MonitorLogs: web server log data
The web server logs are in Apache NCSA extended/combined log format plus response time:
"%h %l %u %t \"%r\" %>s %b \"%{Referer}i\" \"%{User-agent}i\" %D"
(See apache.org for more information.) Here are four sample log entries:
216.103.201.86 - EHernandez [10/Feb/2014:12:13:51.037 -0800] "GET http://cloud.saas.me/login&jsessionId=01e3928f-e059-6361-bdc5-14109fcf2383 HTTP/1.1" 200 21560 "-" "Mozilla/5.0 (compatible; MSIE 9.0; Windows NT 6.0; Trident/5.0)" 1606 216.103.201.86 - EHernandez [10/Feb/2014:12:13:52.487 -0800] "GET http://cloud.saas.me/create?type=Partner&id=01e3928f-e05a-9be1-bdc5-14109fcf2383&jsessionId=01e3928f-e059-6361-bdc5-14109fcf2383 HTTP/1.1" 200 63523 "-" "Mozilla/5.0 (compatible; MSIE 9.0; Windows NT 6.0; Trident/5.0)" 1113 216.103.201.86 - EHernandez [10/Feb/2014:12:13:52.543 -0800] "GET http://cloud.saas.me/query?type=ChatterMessage&id=01e3928f-e05a-9be2-bdc5-14109fcf2383&jsessionId=01e3928f-e059-6361-bdc5-14109fcf2383 HTTP/1.1" 200 46556 "-" "Mozilla/5.0 (compatible; MSIE 9.0; Windows NT 6.0; Trident/5.0)" 1516 216.103.201.86 - EHernandez [10/Feb/2014:12:13:52.578 -0800] "GET http://cloud.saas.me/retrieve?type=ContractHistory&id=01e3928f-e05a-9be3-bdc5-14109fcf2383&jsessionId=01e3928f-e059-6361-bdc5-14109fcf2383 HTTP/1.1" 200 44556 "-" "Mozilla/5.0 (compatible; MSIE 9.0; Windows NT 6.0; Trident/5.0)" 39

In MultiLogApp, these logs are read by AccessLogSource:
CREATE SOURCE AccessLogSource USING FileReader ( directory:'Samples/MultiLogApp/appData', wildcard:'access_log', blocksize: 10240, positionByEOF:false ) PARSE USING DSVParser ( columndelimiter:' ', ignoreemptycolumn:'Yes', quoteset:'[]~"', separator:'~' ) OUTPUT TO RawAccessStream;
The log format is space-delimited, so the columndelimiter value is one space.
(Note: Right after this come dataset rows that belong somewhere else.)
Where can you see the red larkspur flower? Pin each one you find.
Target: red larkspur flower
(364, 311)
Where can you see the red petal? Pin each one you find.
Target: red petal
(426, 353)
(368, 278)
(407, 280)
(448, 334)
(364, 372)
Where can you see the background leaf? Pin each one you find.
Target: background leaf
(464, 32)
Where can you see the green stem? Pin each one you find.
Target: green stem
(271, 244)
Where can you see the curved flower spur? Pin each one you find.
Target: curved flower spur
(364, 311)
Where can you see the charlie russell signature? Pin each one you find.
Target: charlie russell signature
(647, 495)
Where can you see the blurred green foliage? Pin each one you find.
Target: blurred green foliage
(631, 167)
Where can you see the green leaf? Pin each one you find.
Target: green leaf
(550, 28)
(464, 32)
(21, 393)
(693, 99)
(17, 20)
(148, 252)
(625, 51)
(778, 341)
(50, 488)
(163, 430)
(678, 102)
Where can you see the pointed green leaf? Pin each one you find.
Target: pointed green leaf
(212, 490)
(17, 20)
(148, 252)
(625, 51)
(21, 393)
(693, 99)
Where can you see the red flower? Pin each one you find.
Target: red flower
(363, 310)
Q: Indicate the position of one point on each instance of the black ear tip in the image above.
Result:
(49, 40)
With these quoteset and separator values, both square brackets and double quotes are recognized as delimiting strings that may contain spaces. With these settings, the first log entry above is output as a WAEvent data
array with the following values:
"216.103.201.86", "-", "EHernandez", "10/Feb/2014:12:13:51.037 -0800", "GET http://cloud.saas.me/login&jsessionId=01e3928f-e059-6361-bdc5-14109fcf2383 HTTP/1.1", "200", "21560", "-", "Mozilla/5.0 (compatible; MSIE 9.0; Windows NT 6.0; Trident/5.0)", "1606"
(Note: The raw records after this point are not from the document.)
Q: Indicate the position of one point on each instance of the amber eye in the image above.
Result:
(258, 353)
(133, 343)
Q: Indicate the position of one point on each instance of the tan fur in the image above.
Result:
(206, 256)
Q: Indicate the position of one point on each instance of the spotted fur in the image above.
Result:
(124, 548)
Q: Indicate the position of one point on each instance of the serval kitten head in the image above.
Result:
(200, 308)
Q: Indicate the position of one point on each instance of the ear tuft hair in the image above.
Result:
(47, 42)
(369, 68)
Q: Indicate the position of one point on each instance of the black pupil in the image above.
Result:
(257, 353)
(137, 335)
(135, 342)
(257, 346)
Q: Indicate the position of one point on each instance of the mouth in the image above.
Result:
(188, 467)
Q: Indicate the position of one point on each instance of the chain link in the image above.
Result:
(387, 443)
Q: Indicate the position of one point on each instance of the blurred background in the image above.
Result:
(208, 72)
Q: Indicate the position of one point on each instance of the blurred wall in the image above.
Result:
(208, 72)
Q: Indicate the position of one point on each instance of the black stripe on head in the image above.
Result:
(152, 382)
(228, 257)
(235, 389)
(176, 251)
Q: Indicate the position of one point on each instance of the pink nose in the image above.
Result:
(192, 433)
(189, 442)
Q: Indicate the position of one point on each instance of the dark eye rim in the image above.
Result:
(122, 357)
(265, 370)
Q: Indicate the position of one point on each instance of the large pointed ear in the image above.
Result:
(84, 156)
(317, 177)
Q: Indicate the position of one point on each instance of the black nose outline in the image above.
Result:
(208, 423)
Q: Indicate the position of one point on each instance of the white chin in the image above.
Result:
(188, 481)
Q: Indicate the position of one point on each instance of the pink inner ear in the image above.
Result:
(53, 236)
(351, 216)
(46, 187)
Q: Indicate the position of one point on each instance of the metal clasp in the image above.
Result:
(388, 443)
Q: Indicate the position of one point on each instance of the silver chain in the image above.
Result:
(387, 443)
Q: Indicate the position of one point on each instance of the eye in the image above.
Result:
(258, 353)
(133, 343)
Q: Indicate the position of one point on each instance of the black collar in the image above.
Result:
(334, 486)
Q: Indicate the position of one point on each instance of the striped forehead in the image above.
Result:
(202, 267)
This in turn is processed by the ParseAccessLog CQ:
CREATE CQ ParseAccessLog INSERT INTO AccessStream SELECT data[0], data[2], MATCH(data[4], ".*jsessionId=(.*) "), TO_DATE(data[3], "dd/MMM/yyyy:HH:mm:ss.SSS Z"), data[4], TO_INT(data[5]), TO_INT(data[6]), data[7], data[8], TO_INT(data[9]) FROM RawAccessStream;
After the AccessLogEntry type is applied, the event looks like this:
srcIp: "216.103.201.86" userId: "EHernandez" sessionId: "01e3928f-e059-6361-bdc5-14109fcf2383" accessTime: 1392063231037 request: "GET http://cloud.saas.me/login&jsessionId=01e3928f-e059-6361-bdc5-14109fcf2383 HTTP/1.1" code: 200 size: 21560 referrer: "-" userAgent: "Mozilla/5.0 (compatible; MSIE 9.0; Windows NT 6.0; Trident/5.0)" responseTime: 1606
The web server log data is now in a format that Striim can analyze. AccessStream is used by the HackerCheck, LargeRTCheck, ProxyCheck, and ZeroContentCheck flows.